Investing.com - U.S. natural gas futures fell sharply on Tuesday, extending a pullback from the highest level in six weeks as traders began to react to the reality that higher summer demand for the commodity is coming to an end.
Demand for natural gas tends to rise in the summer months as warmer temperatures increase the need for gas-fired electricity to power air conditioning.
But with autumn due to start on September 22, power burns to feed air conditioning demand have probably peaked for now, market analysts said.
U.S. natural gas for October delivery was at $2.995 per million British thermal units by 8:20AM ET (1220GMT), down 7.5 cents, or around 2.5%. It rose to its best level since July 20 at $3.088 last Friday.
Futures did not settle on Monday due to the U.S. Labor Day holiday.
Summer heat has waned and cooler temperatures beckon with the approach of autumn, when gas demand typically slackens and prices fall.

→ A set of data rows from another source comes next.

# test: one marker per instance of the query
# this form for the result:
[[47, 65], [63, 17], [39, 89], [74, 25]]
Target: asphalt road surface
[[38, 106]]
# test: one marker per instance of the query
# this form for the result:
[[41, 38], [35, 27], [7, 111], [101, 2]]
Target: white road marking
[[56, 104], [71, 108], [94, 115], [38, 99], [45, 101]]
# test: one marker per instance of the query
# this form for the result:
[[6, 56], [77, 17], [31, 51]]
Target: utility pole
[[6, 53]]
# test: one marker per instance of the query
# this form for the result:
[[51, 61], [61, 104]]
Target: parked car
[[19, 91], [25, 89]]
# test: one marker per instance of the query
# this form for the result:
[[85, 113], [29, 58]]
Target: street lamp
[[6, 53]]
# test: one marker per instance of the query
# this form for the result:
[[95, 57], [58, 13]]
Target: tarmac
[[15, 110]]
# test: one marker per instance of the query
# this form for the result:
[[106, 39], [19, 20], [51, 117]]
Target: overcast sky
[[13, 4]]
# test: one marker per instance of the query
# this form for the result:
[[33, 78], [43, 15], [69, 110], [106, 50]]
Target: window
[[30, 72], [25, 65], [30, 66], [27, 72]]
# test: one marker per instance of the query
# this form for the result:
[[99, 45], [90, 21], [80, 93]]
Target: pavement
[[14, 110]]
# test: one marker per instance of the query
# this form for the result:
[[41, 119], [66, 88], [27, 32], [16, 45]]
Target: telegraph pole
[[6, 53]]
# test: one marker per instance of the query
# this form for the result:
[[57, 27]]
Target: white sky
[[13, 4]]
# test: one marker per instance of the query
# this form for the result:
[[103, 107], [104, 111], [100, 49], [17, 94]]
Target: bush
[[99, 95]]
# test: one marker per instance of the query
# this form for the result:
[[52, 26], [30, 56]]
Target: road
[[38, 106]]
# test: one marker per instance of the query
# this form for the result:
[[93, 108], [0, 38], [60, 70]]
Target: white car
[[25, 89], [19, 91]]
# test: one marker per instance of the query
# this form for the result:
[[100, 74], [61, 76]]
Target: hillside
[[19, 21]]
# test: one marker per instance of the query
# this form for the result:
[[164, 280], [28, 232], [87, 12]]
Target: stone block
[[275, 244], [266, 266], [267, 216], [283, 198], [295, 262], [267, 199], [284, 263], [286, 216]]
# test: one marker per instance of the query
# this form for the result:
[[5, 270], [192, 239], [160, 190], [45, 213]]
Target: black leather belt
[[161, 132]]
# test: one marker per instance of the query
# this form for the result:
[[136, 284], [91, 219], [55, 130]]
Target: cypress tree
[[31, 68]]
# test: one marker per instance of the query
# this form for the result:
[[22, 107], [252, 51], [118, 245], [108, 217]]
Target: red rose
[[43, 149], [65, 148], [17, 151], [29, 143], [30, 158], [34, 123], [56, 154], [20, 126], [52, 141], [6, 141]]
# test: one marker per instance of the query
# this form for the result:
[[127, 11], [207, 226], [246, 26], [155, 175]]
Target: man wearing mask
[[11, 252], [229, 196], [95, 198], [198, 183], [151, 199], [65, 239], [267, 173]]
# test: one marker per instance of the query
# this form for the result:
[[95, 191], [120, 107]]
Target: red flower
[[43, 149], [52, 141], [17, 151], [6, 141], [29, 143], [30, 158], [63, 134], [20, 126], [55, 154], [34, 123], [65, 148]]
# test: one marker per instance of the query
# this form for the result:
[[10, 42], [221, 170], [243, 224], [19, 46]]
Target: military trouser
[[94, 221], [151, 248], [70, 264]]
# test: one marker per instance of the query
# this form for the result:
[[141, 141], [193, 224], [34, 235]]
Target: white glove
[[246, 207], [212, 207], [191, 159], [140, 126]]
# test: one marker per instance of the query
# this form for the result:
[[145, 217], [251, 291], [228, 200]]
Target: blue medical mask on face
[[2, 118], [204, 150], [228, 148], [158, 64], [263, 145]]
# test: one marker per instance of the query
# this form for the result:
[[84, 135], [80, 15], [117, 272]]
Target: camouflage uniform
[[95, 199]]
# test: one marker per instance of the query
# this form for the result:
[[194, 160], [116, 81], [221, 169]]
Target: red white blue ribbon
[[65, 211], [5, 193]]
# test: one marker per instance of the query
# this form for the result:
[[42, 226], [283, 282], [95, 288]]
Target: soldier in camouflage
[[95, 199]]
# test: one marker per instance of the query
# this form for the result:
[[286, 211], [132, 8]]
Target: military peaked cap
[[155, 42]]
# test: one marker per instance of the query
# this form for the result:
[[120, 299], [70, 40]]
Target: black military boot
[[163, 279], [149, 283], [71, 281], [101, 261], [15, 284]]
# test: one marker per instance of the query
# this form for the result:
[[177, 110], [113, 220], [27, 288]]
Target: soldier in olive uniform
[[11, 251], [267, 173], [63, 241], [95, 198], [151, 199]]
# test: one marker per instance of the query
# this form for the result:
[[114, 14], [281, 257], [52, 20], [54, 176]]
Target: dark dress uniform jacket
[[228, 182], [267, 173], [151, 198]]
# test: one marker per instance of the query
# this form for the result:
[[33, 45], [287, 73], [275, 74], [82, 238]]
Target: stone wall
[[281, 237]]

Total natural gas in storage currently stands at 3.155 trillion cubic feet, according to the U.S. Energy Information Administration, around 7.0% lower than levels at this time a year ago and less than 1.0% above the five-year average for this time of year.
Early market expectations for this week's storage data due on Thursday is for a build in a range between 58 and 67 billion cubic feet in the week ended September 1.
That compares with a gain of 30 billion cubic feet in the preceding week, a build of 36 billion a year earlier and a five-year average rise of 58 billion cubic feet.